1.  Self-Reliance vs. Bureaucratic “solutions”:  I define survival/preparedness/self-reliance, in part, as the ability for my family to survive and possibly thrive during periods of civil breakdown without having to depend on government agencies or non-government agencies.  This will be as a result of a combination of our family preparedness and because of relationships with friends who have also prepared in advance.  I don’t hate government agencies.  In fact, I’m a first responder under FEMA–but I’ve repeatedly seen how one bureaucrat can destroy the effectiveness of dozens of competent first responders.

2.  Maintain Morals:  We have decided in advance that we will make the necessary preparations so that we don’t have to compromise on our morals and values in civil breakdown situations.  A large number of people’s survival planning involves stealing/looting after a disaster.  Ours does not.  Remember, at some point, some form of stability will return and you’ll have to live with the consequences of your actions.

3.  Carpe diem–Enjoy The Journey:  We are not so focused on potential disaster that we miss out on daily fun.  We continually evaluate our decisions and purchases based on how they will play out, regardless of whether we ever have to live through civil breakdown.  This keeps us balanced.  As an example, we tend to buy large quantities of food that we already eat rather than large quantities of MREs that, truth be told, we really don’t like.  We actually USE a lot of our survival supplies on a daily basis.

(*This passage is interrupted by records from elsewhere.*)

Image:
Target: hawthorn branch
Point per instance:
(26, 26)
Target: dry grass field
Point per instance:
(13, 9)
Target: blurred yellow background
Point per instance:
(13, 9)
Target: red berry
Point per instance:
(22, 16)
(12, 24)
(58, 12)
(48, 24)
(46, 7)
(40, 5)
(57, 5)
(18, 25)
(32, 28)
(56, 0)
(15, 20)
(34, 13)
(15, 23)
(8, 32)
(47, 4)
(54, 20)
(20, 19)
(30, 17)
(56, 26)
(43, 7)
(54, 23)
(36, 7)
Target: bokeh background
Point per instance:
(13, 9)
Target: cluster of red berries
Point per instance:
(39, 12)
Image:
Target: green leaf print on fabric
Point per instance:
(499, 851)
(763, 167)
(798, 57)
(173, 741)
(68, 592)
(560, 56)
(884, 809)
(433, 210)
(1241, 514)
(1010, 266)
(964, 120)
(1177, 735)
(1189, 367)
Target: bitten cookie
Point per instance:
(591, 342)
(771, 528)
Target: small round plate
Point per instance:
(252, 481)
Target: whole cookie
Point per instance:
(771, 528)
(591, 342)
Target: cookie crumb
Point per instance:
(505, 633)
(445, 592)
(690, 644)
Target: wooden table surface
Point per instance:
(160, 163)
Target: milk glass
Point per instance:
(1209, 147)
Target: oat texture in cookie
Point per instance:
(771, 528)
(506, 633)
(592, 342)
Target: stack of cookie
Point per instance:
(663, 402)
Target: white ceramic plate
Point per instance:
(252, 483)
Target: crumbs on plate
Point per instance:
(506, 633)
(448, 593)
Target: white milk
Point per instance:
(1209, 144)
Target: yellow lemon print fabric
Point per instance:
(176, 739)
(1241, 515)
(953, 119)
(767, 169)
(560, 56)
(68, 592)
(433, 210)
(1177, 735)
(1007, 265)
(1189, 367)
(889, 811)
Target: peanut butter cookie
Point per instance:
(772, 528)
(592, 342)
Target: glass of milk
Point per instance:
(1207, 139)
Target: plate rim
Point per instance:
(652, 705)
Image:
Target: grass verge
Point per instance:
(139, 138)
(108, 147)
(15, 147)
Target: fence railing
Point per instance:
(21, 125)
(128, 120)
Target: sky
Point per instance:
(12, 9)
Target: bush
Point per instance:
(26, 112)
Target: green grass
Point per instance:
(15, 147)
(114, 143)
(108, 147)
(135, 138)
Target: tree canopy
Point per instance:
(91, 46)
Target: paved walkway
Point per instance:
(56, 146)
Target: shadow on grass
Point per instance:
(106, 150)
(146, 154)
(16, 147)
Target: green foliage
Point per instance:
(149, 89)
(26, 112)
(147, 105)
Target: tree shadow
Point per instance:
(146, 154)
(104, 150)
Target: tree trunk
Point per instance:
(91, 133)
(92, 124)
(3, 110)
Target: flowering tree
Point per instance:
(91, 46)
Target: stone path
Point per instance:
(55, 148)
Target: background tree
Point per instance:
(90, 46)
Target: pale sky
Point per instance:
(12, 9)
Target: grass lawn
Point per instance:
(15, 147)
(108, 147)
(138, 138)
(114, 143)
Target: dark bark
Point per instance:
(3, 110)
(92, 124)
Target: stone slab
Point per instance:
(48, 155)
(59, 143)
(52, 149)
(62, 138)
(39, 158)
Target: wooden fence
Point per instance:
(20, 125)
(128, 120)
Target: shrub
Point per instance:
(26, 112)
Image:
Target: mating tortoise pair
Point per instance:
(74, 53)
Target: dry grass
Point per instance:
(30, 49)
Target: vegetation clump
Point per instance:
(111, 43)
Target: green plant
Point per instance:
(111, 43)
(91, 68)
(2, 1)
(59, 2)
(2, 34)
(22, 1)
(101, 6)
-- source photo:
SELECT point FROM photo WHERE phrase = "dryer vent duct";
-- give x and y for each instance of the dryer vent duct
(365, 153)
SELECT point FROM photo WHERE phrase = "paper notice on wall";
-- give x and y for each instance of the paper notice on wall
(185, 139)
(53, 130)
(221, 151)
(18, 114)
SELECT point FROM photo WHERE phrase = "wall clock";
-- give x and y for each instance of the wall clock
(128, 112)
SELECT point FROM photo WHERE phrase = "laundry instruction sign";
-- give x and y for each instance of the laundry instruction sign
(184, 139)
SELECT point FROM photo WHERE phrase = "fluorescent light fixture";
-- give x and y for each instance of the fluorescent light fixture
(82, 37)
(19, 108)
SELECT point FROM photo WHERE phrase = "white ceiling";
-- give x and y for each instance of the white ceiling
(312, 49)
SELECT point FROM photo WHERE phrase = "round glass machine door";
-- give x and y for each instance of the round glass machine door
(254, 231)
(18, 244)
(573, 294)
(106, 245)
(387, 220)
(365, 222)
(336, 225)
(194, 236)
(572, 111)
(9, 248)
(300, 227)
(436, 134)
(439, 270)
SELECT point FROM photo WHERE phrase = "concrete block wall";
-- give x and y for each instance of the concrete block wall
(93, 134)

4.  Enrich Your Daily Life:  Preparedness planning should not only be useful in a disaster, but enrich your daily life.  Increasing your situational awareness will cause you to see more beauty as well as more potential threats.  Exercise will help you be more resilient in a disaster, but will also burn off stress hormones and help you sleep better every day.  Learning trauma skills and natural health care will allow you to treat yourself when there are no doctors available and it will put you more in tune with your body.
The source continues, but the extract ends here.